Yes because the observations conflict with the models. Therefore they have to come up with some blabber to catch the attention of the climate scientists before they reflexively argue that the observations can’t be correct because they conflict with their hypothesis.

Bill H
September 7, 2013 8:05 am

I wonder…
Fluid dynamics where a restriction is creates these vorticies. A restriction can be the passing of two different flows or one flow near a restricting passage under water such as ridges and mountains.
Changing deep water flows would result in the creation of these due to proximity of restrictions. Are our deep water returns becoming greater is size and strength? Another example of our planet cooling.?? Food for thought.

Max™
September 7, 2013 10:54 am

http://arxiv.org/pdf/gr-qc/9712016.pdf
This is a short and only mildly difficult discussion of the relationships between acoustic and relativistic Lorentzian geometries.

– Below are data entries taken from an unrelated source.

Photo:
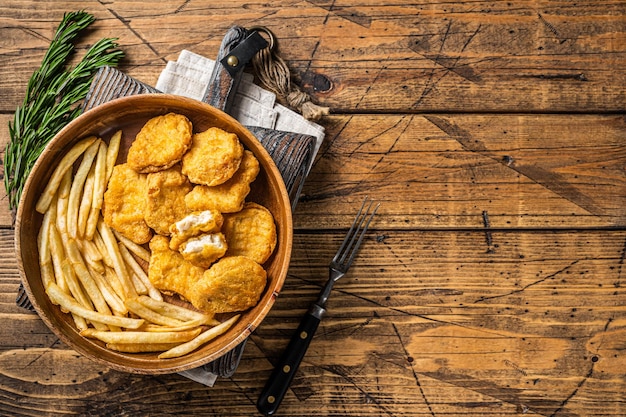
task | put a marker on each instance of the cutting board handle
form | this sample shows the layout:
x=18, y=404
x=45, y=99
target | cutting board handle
x=238, y=47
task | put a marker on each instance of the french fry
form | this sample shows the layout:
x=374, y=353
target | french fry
x=84, y=208
x=62, y=200
x=43, y=244
x=118, y=261
x=141, y=337
x=114, y=282
x=77, y=187
x=64, y=165
x=106, y=258
x=200, y=340
x=91, y=254
x=85, y=278
x=177, y=312
x=188, y=325
x=132, y=263
x=151, y=316
x=80, y=322
x=57, y=296
x=140, y=289
x=140, y=347
x=100, y=183
x=112, y=152
x=112, y=299
x=66, y=277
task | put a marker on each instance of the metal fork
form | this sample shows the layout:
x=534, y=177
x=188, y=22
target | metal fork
x=283, y=373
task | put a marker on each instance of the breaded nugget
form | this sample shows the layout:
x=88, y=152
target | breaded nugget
x=205, y=249
x=124, y=204
x=232, y=284
x=214, y=157
x=230, y=196
x=169, y=271
x=193, y=224
x=165, y=198
x=250, y=233
x=160, y=143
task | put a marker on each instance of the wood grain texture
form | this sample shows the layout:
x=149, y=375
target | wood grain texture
x=406, y=56
x=492, y=282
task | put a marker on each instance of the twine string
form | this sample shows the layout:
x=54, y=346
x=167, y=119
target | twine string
x=275, y=76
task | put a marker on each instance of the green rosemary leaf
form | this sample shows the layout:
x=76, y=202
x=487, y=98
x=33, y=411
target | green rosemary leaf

Nevertheless, the acoustic Lorentz geometries
are sufficiently general so as to contain ergospheres, trapped
regions, apparent horizons, event horizons (absolute horizons),
and the full panoply of technical machinery for the kinematic
aspects of black hole physics [10]. Black holes are defined
as regions from which phonons (which are represented
by null geodesics of the acoustic metric) cannot escape
— because the fluid is flowing inward at greater than the
local speed of sound. At the (future) event horizon the
normal component of the fluid velocity is inward point-
ing and equals the local speed of sound,
v⊥=c. The notion of “surface gravity” can be defined as
for general relativistic black holes; and for stationary flows
measures the extent to which the natural time parameter
defined by the timelike Killing vector fails to be an affine
parameter for those null geodesics that just skim the
event horizon.

http://www.ictp.it/about-ictp/media-centre/news/news-archive/2012/7/gravity_workshop.aspx
That is about a workshop where Unruh presented, and this is a bit of his explanation:

“What I found in 1981 was that, if you look at sound waves in a flowing fluid, you can make them look just like flowing fields on a background spacetime,” said Unruh. “The velocity of the flowing fluid creates the metric, and by appropriately choosing it you can make it look exactly like a black hole. So the mathematical equations for sound waves are exactly the same as the equations for these fields travelling on the black hole metrics.”
The analogies don’t work perfectly. Unruh was quick to point out that the rules are not exactly the same in both models, but enough about the two systems are similar that insights are possible. One realm in which the analogy works is Stephen Hawking’s well-known work on black hole radiation and evaporation.
“Step by step, you can get exactly the same kind of arguments Hawking used,” said Unruh. “As a result, if you have a place where the velocity of fluid goes faster than the velocity of sound, that’s a horizon because the sound can’t climb out of that region.”

You can be forgiven for not knowing who Unruh is, as he isn’t quite as well known as Hawking, but suffice to say he is “kind of a big deal” in the field of black hole kinematics, and his work directly ties into the metaphor used in the story above.

September 8, 2013 3:22 am

Stephen Rasey says:
September 6, 2013 at 9:15 am

Excellent summary. Except for one ‘slight’ error. It’s ‘sleight of hand’. YCLIU. 😉

Myrrh
September 8, 2013 4:39 pm

What I don’t understand, perhaps the many here who appear conversant with such things can enlighten me, is why when they discuss black holes and say that nothing escapes once inside the event horizon, which is at some point surrounding the black hole, yet they also show two streams of energy exiting. The explanation that these streams of energy from its poles are from the heating up of the matter falling into the the black hole before the event horizon, but that does not seem credible as the matter and energy around the black hole being sucked in is not any different to it, xray and uv.. Is the “event horizon” just an idea which has taken hold because all kinds of fun stuff can be fantasised from it or is it established as a physical reality? – I really can’t tell from the bright eyed pontificating about it.